ESG Factors Misunderstood, Rarely Used, In US University & College Endowments, Says IRRC Study.– [COMMENTARY] “The endowment community, on the whole, exhibits a very weak understanding of ESG investing strategies, trends, opportunities, and language.” This is quite a damning report on a community of investors one would think might be in the vanguard of applying ESG principles. I have no doubt that this will be a wake-up call to many university and college communities to re-think their endowment investment practices–especially now it’s been shown that an ESG focus in portfolios usually means better returns.
Environmental, Social and Governance Investing by College and University Endowments in the United States, July 18, 2012, The IRRC Institute, USA.

Yet More Unethical Behaviour In the Financial Industry–Hedge Funds Polling Analysts.– [COMMENTARY] “They are supposed to be among Wall Street′s most closely guarded secrets: changes in research analysts′ views, up or down, of a company′s prospects. But some of the nation′s biggest brokerage firms appear to be giving a handful of top hedge funds an early peek at these sentiments — allowing them to trade on the information before other investors get the word.”
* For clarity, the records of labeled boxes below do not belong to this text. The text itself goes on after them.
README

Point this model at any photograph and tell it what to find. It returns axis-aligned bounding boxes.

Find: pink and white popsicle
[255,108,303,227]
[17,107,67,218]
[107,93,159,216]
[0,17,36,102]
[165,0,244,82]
Given the revolving door between regulators and those they regulate and that the regulatory agencies are underfunded and understaffed, is it any wonder that the financial industry in its many guises gets-away with mass illegality? Politicians have been helpless to do anything about this since they rely so much on financial industry funds for their election campaigns. What a mess.

At least this stuff is coming out into the open now, and hopefully, a growing disdain for these practices might create an environment for real change. We’ll see. It might sound harsh, but I believe that a country gets the government it deserves! Good luck America.
Surveys Give Big Investors an Early View From Analysts, by Gretchen Morgenson, July 15, 2012, The New York Times, USA.

Environmental and Social Investment Implications In The Food Sector, Survey.– [COMMENTARY] “World food prices have reached record levels and show few signs of abating. Low-income consumers in the developing world have been hit especially hard, with ripple effects spreading around the globe. The long-term food outlook is no better. Water stress, resource scarcity, waste management and climate change are having a further destabilizing effect on agriculture, food sourcing and production.”

The food sector might well be an outstanding long-term investment option for many ethical investors–as well as helping to feed the world. Be careful though. Know what you’re doing!
Environmental and Social Investment Implications in the Food Sector, by Martina Macpherson, July 2012, MSCI ESG Research, Credit Suisse and WWF, USA.

New Book

Trust and Ethics in Finance: Innovative ideas from the Robin Cosgrove Prize, eds. Carol Cosgrove-Sacks and Paul H. Dembinski, Globethics Publications (2012) Free download.
“It is important to note that the prize was launched before the topic of ethics in finance became fashionable… The aim is to prompt a shift in thinking throughout the world of finance the fresh ideas submitted for the prize have global relevance. The twenty-three essays in this volume come from young researchers on six continents; their innovative ideas will contribute to future-oriented ethical solutions.”